Why Do Sexists Hate The New 'Ghostbusters'?
The announcement that a gender-swapped reboot of Ghostbusters will soon be in theaters has generated quite a bit of excitement. Considering the top-notch comedy actresses at the project's helm, including Kristen Wiig, Melissa McCarthy, Kate McKinnon and Leslie Jones, the hype is likely justified. But this excitement isn’t universal: As so often happens whenever any media is centered on women, indignant and frustrated misogynists have decided to criticize the film on social media. The blatantly sexist responses of these pitiful man-babies — not to mention their attempts to rationalize their behavior — are likely produced by many causes, but the persistent sexism in both geek culture and the entertainment industry undoubtedly rank high among them.
Geek culture has become increasingly popular in mainstream pop culture over the last decade and female fans have contributed to this rise. Many are proudly claiming their "fangirl" identities online and at convention. But even so, old ideas of what a geek "should" be persist. Plenty still feel that geek culture should remain the domain of men and some geeks prioritize their own identity and opinions at the expense of courtesy to others. Some geeks uphold a stringent double standard for women: If they're too attractive then they're seen as “fake” or “seeking attention,” but if they're too quirky, they're “trying too hard to fit in.” These attitudes are the result of our society's general discomfort with women and men's failure to reconcile their own insecurities.

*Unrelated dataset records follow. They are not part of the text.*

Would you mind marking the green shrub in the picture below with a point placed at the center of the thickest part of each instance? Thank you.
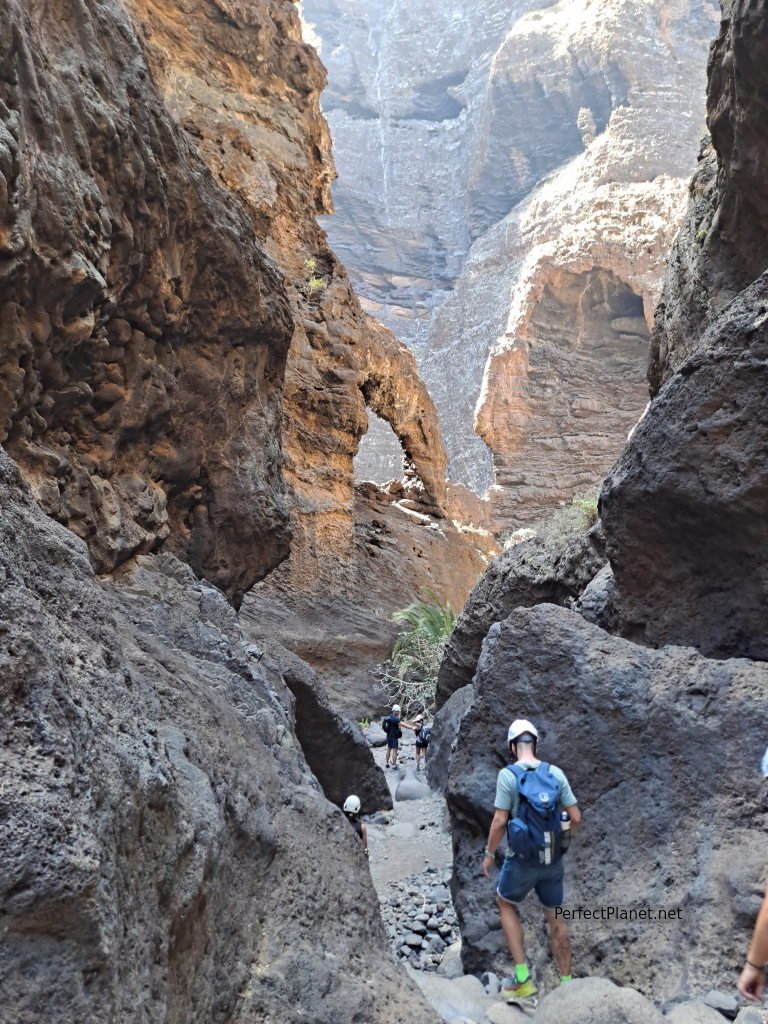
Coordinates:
(411, 675)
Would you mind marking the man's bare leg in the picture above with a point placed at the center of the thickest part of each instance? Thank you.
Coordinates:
(559, 941)
(512, 930)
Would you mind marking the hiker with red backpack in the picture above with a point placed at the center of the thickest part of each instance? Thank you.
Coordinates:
(536, 807)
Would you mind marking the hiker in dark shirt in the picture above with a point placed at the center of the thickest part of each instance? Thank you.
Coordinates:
(352, 810)
(422, 738)
(391, 725)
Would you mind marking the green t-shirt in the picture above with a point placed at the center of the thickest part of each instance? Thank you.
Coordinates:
(506, 791)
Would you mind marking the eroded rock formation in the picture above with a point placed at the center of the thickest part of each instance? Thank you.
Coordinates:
(535, 571)
(144, 330)
(685, 505)
(563, 137)
(636, 725)
(166, 853)
(637, 731)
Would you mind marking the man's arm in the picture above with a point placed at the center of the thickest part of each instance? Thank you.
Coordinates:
(498, 828)
(752, 981)
(576, 817)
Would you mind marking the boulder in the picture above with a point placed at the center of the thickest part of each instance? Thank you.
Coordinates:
(528, 573)
(411, 788)
(455, 997)
(627, 724)
(693, 1013)
(334, 745)
(444, 730)
(451, 965)
(157, 804)
(595, 1000)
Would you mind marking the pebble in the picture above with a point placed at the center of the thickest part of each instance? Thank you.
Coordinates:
(420, 925)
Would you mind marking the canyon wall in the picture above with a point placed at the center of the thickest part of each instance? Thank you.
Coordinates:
(166, 851)
(636, 720)
(563, 137)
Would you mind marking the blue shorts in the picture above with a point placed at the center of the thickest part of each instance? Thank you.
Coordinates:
(517, 879)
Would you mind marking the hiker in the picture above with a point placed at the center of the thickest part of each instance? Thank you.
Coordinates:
(391, 725)
(529, 796)
(752, 979)
(422, 739)
(352, 810)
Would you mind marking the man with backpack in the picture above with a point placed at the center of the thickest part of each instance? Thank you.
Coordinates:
(391, 725)
(422, 732)
(530, 799)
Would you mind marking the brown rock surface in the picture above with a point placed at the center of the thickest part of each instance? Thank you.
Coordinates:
(166, 852)
(640, 734)
(684, 508)
(143, 331)
(256, 119)
(334, 610)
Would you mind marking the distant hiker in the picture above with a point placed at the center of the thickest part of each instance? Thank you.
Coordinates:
(752, 979)
(422, 739)
(391, 725)
(529, 795)
(352, 810)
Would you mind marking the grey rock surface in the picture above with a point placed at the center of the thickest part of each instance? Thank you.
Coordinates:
(638, 733)
(683, 506)
(572, 178)
(596, 1000)
(694, 1013)
(334, 745)
(166, 852)
(410, 787)
(556, 570)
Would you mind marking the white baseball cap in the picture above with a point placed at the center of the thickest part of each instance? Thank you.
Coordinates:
(518, 727)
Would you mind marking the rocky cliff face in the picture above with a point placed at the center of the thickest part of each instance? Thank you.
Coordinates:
(571, 132)
(166, 852)
(144, 330)
(684, 507)
(256, 120)
(636, 731)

Many of these misogynistic geeks have evaluated the new Ghostbusters movie through this narrow lens. Its all-female cast is interpreted as an attempt to outdo or replace the original all-male cast version — which many geeks regard as a piece of media emblematic of their culture — rather than a unique opportunity for authentically quirky comediennes to do a fresh take on a classic.
In addition to sexism in geek culture, sexism within the entertainment industry, and the comedy world specifically, seems to be a major contributing factor. Comedy bookers tend to either exploit or dismiss female comics, male comics may uphold outdated, sexist, and politically incorrect standards of comedy, and then there’s the age-old claim that female comics just aren't as funny as their male counterparts (which is even the subject of Bonnie McFarlane’s documentary “Women Aren’t Funny”). Women are also frequently cast in supporting roles, their only purpose supposedly to support the male comedian's ability to make a joke. When women are featured, therefore, they're seen as stealing a role meant for a man. When women are individually successful, misogynists dismiss them as exceptions to the rule. This persistently sexist attitude about women and comedic movies, therefore, likely also contributes to the Ghostbusters push back.

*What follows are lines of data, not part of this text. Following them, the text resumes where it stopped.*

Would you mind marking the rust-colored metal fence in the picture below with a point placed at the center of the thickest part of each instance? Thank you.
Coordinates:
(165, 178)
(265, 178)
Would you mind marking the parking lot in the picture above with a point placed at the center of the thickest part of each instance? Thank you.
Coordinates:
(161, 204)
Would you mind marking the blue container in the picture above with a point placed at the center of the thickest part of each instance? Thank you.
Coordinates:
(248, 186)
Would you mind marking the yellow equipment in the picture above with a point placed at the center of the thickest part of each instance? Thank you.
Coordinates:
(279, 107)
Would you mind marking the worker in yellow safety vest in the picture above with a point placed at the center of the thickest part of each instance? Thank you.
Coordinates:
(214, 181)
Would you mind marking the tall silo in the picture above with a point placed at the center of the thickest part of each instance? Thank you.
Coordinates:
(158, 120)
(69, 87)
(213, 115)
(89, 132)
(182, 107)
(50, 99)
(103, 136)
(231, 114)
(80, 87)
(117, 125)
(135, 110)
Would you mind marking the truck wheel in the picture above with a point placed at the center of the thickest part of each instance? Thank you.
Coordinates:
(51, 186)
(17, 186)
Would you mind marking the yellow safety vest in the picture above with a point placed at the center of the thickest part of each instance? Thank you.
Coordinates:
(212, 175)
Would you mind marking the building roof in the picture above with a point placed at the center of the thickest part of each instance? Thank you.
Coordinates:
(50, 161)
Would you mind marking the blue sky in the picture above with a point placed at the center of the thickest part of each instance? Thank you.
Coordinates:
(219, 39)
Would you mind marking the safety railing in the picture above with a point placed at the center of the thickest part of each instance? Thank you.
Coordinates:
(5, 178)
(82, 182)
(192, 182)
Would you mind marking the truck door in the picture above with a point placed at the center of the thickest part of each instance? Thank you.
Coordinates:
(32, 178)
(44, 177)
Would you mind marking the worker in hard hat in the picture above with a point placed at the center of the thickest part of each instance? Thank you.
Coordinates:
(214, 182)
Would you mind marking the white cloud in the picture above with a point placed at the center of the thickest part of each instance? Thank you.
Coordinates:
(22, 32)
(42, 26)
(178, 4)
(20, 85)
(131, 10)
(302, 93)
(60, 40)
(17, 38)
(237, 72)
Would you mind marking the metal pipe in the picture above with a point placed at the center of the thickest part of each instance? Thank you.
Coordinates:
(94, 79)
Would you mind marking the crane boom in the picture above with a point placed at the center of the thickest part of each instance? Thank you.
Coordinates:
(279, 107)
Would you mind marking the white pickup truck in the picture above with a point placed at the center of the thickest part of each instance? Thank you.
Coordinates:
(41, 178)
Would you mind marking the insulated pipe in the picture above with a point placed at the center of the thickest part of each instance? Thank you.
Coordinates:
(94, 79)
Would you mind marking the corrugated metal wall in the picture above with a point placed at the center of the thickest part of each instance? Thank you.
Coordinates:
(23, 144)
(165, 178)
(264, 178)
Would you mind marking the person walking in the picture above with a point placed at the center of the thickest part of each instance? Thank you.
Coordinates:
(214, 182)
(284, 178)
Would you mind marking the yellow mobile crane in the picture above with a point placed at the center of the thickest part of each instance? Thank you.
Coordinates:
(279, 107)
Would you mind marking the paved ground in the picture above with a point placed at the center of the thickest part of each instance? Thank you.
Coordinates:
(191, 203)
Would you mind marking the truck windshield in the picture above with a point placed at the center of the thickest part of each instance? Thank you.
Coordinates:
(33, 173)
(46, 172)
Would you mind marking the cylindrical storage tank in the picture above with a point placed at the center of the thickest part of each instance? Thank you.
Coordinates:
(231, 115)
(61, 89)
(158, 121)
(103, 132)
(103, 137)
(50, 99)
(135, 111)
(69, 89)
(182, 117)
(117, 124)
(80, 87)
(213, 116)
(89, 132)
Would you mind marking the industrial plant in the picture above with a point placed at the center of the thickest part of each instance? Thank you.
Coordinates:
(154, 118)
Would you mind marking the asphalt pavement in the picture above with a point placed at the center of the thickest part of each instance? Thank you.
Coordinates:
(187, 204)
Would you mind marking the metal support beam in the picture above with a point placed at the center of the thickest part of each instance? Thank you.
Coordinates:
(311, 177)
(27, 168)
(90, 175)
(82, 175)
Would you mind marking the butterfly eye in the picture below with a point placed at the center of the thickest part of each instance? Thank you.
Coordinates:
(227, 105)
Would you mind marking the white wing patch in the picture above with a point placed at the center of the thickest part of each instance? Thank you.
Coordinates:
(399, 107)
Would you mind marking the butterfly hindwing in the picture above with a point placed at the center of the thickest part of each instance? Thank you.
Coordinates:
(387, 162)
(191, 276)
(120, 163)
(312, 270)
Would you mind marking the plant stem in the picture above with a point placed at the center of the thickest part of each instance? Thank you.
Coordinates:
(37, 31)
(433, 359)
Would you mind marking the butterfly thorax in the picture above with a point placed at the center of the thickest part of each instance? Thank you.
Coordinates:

While only time — and the actual release of the movie — will tell just how funny this remake is, therefore, it's sad to see that there is doubt surrounding the product based on the gender of its cast alone. The outdated and toxic narrative of male-dominant sexism present in geek and entertainment culture needs to end, and embracing and supporting films like Ghostbusters seems like as good a place as any to start.